Col passare del tempo, crebbe la sua importanza ed i suoi meriti. Arrivarono, così, le prime nomine ed i primi onori. Se nel 1894, Pitrè con la pubblicazione della Bibliografia delle tradizioni popolari d'Italia, fu premiato dalla Reale accademia delle scienze di Torino, nel 1903, fu nominato Presidente della Reale Accademia di Scienze e Lettere di Palermo e nel 1909, divenne socio dell'Accademia della Crusca. Fu, anche, presidente della Società siciliana di storia patria. Nel 1910, fu chiamato a ricoprire la cattedra di demopsicologia (cioè il folclore), all’Università di Palermo. Ma non basta, perché, due anni prima della sua morte (1914), Giuseppe Pitrè fu nominato Senatore del Regno d’Italia.

Mentre raccoglieva informazioni, Pitrè instaurò rapporti epistolari con numerosi studiosi sparsi per il mondo. Tale corrispondenza è oggi conservata nel museo etnografico di Palermo.  Tale museo fu fondato dallo stesso Pitrè nel 1910. In esso egli raccolse tutto il materiale informativo e gli oggetti pazientemente raccolti in tutta la Sicilia.
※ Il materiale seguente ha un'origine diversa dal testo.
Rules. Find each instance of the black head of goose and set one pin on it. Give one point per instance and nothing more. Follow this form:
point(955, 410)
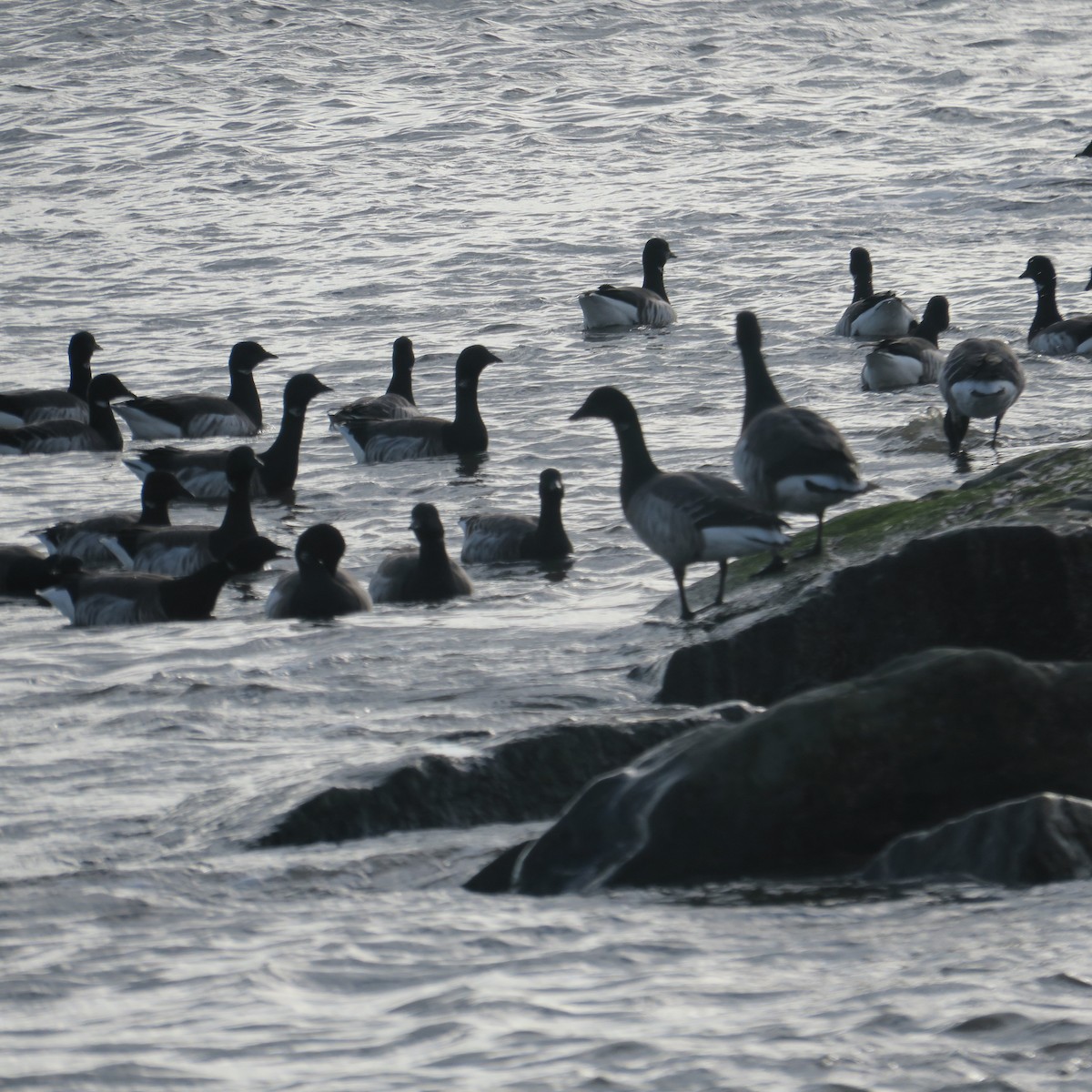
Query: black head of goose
point(318, 589)
point(425, 574)
point(392, 441)
point(1049, 332)
point(872, 314)
point(905, 361)
point(52, 437)
point(398, 402)
point(647, 306)
point(126, 599)
point(981, 378)
point(25, 573)
point(205, 474)
point(681, 517)
point(506, 536)
point(179, 551)
point(789, 459)
point(32, 408)
point(176, 416)
point(83, 539)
Il museo è oggi collocato nelle ex-stalle della Palazzina Cinese, che si trova all'interno del Parco della Favorita di Palermo.

Negli anni di studi e ricerche, Giuseppe Pitrè ampliò la sua opera, non solo come bacino antropologico (pubblicò, nel 1894, il trattato
Bibliografia delle tradizioni popolari in Italia), ma anche testi letterari, quali Palermo cento e più anni fa, e libri su Goethe (che visitò Palermo e la Sicilia),e sulla stessa Divina Commedia. Oltre a questi libri, egli realizzò inoltre testi riguardanti studi storici e filologici.
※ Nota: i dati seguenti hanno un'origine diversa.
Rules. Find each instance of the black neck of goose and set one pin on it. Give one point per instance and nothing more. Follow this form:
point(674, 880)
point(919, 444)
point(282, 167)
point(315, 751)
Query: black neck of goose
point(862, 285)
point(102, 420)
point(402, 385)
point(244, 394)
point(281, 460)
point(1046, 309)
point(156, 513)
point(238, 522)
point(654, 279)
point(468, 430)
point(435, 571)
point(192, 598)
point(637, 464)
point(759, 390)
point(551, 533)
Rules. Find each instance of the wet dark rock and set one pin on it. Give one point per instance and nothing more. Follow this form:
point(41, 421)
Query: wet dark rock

L’amico Salvatore Salomóne Marino
Salvatore Salomóne Marino, come il Pitrè, era un medico palermitano, che, pubblicò, nel 1867, il suo primo testo di canti popolari. Ricercatore etnografico, nonostante la pubblicazione di diversi trattati, è oggi conosciuto soprattutto per  “La baronessa di Carini”. Al suo interno, oltre ad un poemetto del XVI secolo sulla baronessa, scritto in siciliano, egli riportò i numerosi documenti ritrovati sull’accaduto. L’uccisione da parte del padre della baronessa, viene rivissuto direttamente sui testi del successivo processo (secondo il diritto spagnolo), che scagionò il genitore.